Anders als sonst heißt
es im Theater nicht "Licht an - Bühne frei" sondern "Licht
aus - Tonband ab". So beginnt William Shakespeare's "der Sturm"
mit einer Katastrophe, die sich vor dem geistigen Auge des Zuschauers
abspielt, begleitet von ständigen Donnern und Blitzen, die eine Atmosphäre
schaffen, als würden wir auf einem alten Segelschiff sitzen und in
Seenot geraten. Man hört verzweifelte Stimmen von Menschen, die scheinbar
um ihr Leben kämpfen: "Die Hölle ist ledig, und alle Teufel
hier!" und letztendlich sinkt das Schiff auch. Es wird still und
wie aus tiefem Schlaf erwachend öffnen sich des Zuschauer's Augen
im grell scheinenden Scheinwerferlicht und finden sich auf einer bunten
Insel wieder...
Die Geschichte:
Prospero, der rechtmäßige Herzog von Mailand, ist von seinem
heimtückischen Bruder
Antonio im Bunde mit Alonso, dem König von Neapel, vom Thron gestoßen
und auf ein einsames, ödes Eiland verbannt worden, wo er nun seit
mittlerweile zwölf Jahren verbittert auf Rache sinnt. Von Gonzalo,
dem ehrlichen alten Rat des neapolitanischen Königs noch insgeheim
mit seinen geliebten Büchern versorgt, ist Prospero zum mächtigen
Zauberer und uneingeschränkten Herrn über die
Naturgewalten geworden. Als Alonso's Schiff auf der Heimfahrt von Tunis,
an Prospero's Insel vorbeikommt, bricht der lange ersehnte Tag der Rache
an. Prospero befiehlt dem ihm ergebenen Luftgeist Ariel, ein stürmisches
Unwetter zu erregen, das das Schiff des Königs unmittelbar vor der
Küste scheitern lässt.
Miranda, Prospero's warmherzige Tochter, die ihre wahre Herkunft nicht
ahnt, beschwört ihren Vater, die tobenden Elemente zu besänftigen.
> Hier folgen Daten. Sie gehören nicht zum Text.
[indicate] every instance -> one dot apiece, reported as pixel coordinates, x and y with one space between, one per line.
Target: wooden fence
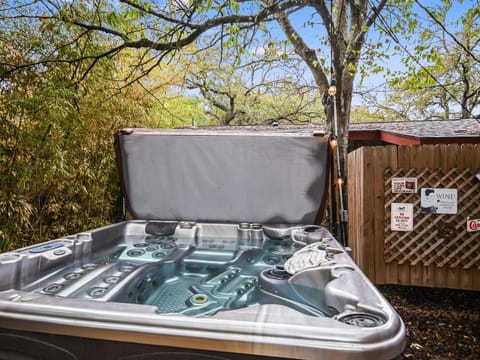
437 251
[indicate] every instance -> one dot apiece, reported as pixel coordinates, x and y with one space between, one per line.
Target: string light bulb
333 142
332 90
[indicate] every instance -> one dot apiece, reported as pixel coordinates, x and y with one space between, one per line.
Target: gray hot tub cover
223 176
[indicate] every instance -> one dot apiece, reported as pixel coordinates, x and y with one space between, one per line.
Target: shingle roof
418 132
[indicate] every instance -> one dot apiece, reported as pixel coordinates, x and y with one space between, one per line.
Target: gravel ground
441 323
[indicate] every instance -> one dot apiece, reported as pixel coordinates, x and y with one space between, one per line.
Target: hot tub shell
263 280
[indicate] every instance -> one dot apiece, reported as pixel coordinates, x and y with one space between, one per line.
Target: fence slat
441 255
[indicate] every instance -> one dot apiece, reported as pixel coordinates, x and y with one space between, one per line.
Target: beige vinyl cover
223 176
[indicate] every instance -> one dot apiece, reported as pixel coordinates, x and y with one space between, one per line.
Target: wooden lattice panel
436 239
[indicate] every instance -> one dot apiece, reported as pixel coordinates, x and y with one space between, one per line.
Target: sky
310 34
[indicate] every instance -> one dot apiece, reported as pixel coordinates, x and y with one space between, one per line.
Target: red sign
473 224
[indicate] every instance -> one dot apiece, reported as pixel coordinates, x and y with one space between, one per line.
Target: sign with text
438 201
402 217
404 185
473 224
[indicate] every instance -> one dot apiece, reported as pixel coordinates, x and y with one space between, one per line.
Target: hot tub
224 260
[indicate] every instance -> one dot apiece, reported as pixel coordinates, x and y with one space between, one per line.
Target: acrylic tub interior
220 260
290 292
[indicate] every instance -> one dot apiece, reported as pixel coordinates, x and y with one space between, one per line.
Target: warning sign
404 185
402 217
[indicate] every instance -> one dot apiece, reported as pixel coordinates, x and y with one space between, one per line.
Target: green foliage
57 168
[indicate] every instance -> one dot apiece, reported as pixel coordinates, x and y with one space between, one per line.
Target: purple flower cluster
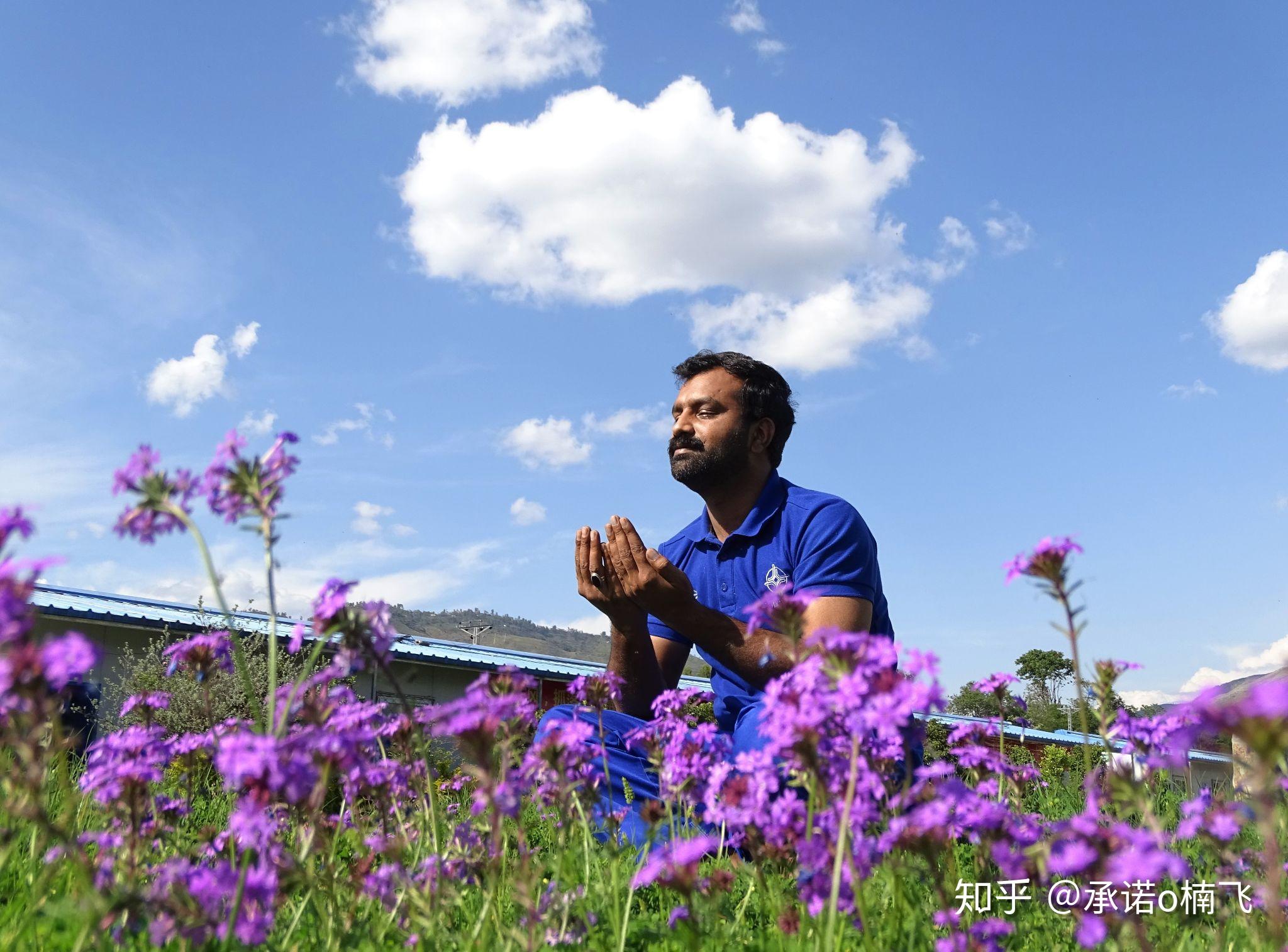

Prospero beruhigt sie, niemand sei ein Leid geschehen, und er enthüllt
ihr ihren wahren Stand und die Gründe seines Tuns.
Seinen treuen Ariel versieht Prospero mit neuen Befehlen, dann ruft er
den missgestalteten Sklaven Caliban, den Sohn der Hexe
Sycorax, herbei - jenen wilden Caliban, der sich einst an seiner Tochter
vergehen wollte und den er seitdem in strengster Zucht hält.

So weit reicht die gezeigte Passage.